No securities other than the Exchange Notes shall be included in the Exchange
Offer Registration Statement.
(c) The Company shall indicate in a "Plan of
Distribution" section contained in the Prospectus contained in the Exchange
Offer Registration Statement that any Broker-Dealer who holds Notes that are
Transfer Restricted Securities and that were acquired for its own account as a
result of market-making activities or other trading activities (other than
Transfer Restricted Securities acquired directly from the Company) may exchange
such Notes pursuant to the Exchange Offer; however, such Broker-Dealer may be
deemed to be an "underwriter" within the meaning of Section 2(11) of the
Securities Act and must, therefore, deliver a prospectus meeting the
requirements of the Securities Act in connection with any resales of the
Exchange Notes received by such Broker-Dealer in the Exchange Offer, which
prospectus delivery requirement may be satisfied by the delivery by such
Broker-Dealer of the Prospectus contained in the Exchange Offer Registration
Statement.
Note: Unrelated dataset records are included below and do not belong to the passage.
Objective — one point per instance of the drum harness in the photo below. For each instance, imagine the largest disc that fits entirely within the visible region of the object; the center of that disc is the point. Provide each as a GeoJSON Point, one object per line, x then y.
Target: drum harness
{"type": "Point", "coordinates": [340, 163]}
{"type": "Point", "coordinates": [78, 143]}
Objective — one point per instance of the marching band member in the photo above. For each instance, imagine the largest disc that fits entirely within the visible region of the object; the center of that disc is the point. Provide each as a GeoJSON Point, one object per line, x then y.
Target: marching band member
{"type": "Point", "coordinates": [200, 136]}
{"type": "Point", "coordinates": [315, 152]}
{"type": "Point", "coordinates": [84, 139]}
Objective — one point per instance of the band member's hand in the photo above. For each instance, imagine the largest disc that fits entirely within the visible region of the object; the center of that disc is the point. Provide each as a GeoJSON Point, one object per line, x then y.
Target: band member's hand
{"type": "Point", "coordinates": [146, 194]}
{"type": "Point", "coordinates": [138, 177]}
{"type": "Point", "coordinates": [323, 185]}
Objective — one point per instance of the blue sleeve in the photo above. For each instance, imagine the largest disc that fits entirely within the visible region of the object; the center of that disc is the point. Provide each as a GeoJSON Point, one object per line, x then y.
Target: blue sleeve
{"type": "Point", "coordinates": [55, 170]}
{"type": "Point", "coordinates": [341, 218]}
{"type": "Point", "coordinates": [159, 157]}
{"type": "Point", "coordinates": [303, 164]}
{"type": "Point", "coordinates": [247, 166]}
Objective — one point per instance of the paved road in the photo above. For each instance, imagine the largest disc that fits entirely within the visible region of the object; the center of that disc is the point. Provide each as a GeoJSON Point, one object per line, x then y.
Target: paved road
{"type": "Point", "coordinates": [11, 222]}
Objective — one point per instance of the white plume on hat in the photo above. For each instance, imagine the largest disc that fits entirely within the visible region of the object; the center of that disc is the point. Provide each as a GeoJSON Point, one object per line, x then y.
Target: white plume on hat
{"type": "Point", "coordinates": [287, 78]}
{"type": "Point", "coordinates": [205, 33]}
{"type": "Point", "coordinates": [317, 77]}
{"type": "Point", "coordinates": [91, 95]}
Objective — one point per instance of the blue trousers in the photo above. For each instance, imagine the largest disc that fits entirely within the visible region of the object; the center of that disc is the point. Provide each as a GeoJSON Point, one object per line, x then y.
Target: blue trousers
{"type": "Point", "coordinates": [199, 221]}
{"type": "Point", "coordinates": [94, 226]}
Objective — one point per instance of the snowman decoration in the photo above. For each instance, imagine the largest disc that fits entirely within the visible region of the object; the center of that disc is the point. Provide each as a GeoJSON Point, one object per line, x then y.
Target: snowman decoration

Such "Plan of Distribution" section shall also contain all other
information with respect to such resales by Broker-Dealers that the Commission
may require in order to permit such resales pursuant thereto, but such "Plan of
Distribution" shall not name any such Broker-Dealer or disclose the amount of
Exchange Notes held by any such Broker-Dealer except to the extent required by
the Commission as a result of a change in policy announced after the date of
this Agreement or as required by the Securities Act.
The Company shall use its reasonable best efforts to keep the
Exchange Offer Registration Statement continuously effective, supplemented and
amended as required by the provisions of Section 6(c) below to the extent
necessary to ensure that it is available for resales of Exchange Notes acquired
by Broker-Dealers for their own accounts as a result of market-making activities
or other trading activities, and to ensure that it conforms with the
requirements of this Agreement, the Securities Act and the policies, rules and
regulations of the Commission as announced from time to time, for a period of
180 days from the date on which the Exchange Offer is Consummated.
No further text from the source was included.